When the Python script parses this file, it does more than just read lines. It starts the jazz music, fades it to 40%, speaks in a gritty male voice, pauses for dramatic effect, overlays the sound of rain, and then switches to a female voice model for the response.
The result isn't a computer reading a file; it’s an audio drama.
Infinite Extensibility
The beauty of writing your own renderer in Python (rather than using a closed-source app) is how easily you can hack it to fit your specific niche. The core logic is under 300 lines of code.
Here are just a few ways you could extend this over a weekend:
1. The RAG/LLM Connection
Since the input is just text, you don't have to write the script yourself. You could hook this up to a local LLM (like Llama 3).
Prompt the LLM: "Write a scary campfire story using VML tags. Include thunder sounds when the monster appears."
Pipe the output: Send that text directly to the renderer.

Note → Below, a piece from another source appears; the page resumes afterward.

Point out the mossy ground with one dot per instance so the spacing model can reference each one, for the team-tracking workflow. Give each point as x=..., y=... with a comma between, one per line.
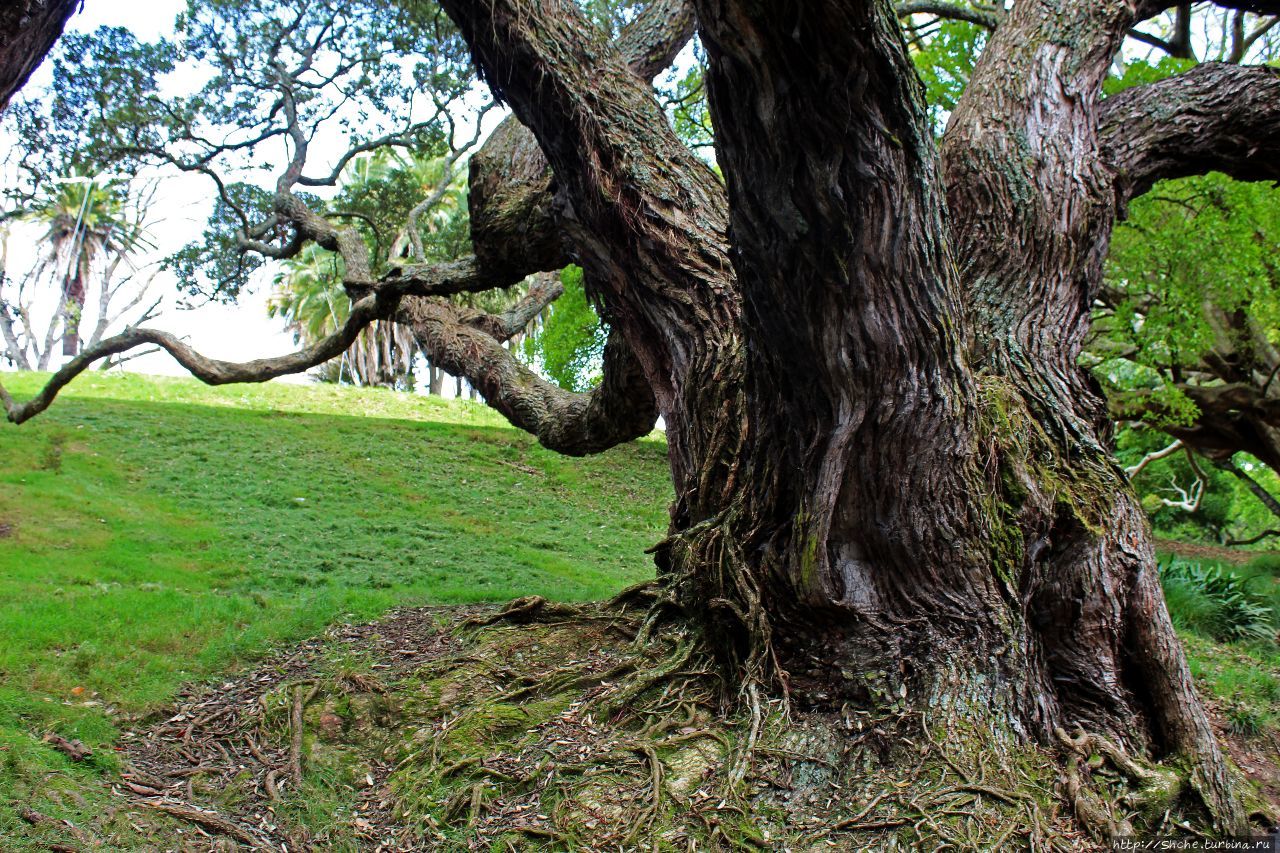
x=447, y=730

Result: An infinite, AI-generated, fully voiced radio station that runs entirely on your local server.
2. Spatial Audio
Right now, the script produces a standard stereo mix. With a simple change to the Pydub logic, you could introduce panning tags:
[pan:left] for a whisper in the left ear.
[pan:right] for a door slamming on the right.
This creates a 3D soundstage perfect for horror stories or ASMR content.
3. Dynamic Sound Effects
If you use [sfx:footsteps.wav] ten times, it sounds repetitive. You could easily modify the script to look at a folder of footsteps and pick a random file every time the tag is called, or slightly randomize the pitch of the sound effect to keep the audio fresh.
Why Local Matters
We are getting used to renting intelligence and creativity from the cloud. But there is something powerful about owning the stack.
With this script, your data never leaves your machine. You can generate sensitive reports, personal journals, or experimental creative writing without worrying about API limits or privacy policies.
We have the tools to bring the quality of 1940s radio dramas into the AI age. All it takes is a little Python and a creative spark.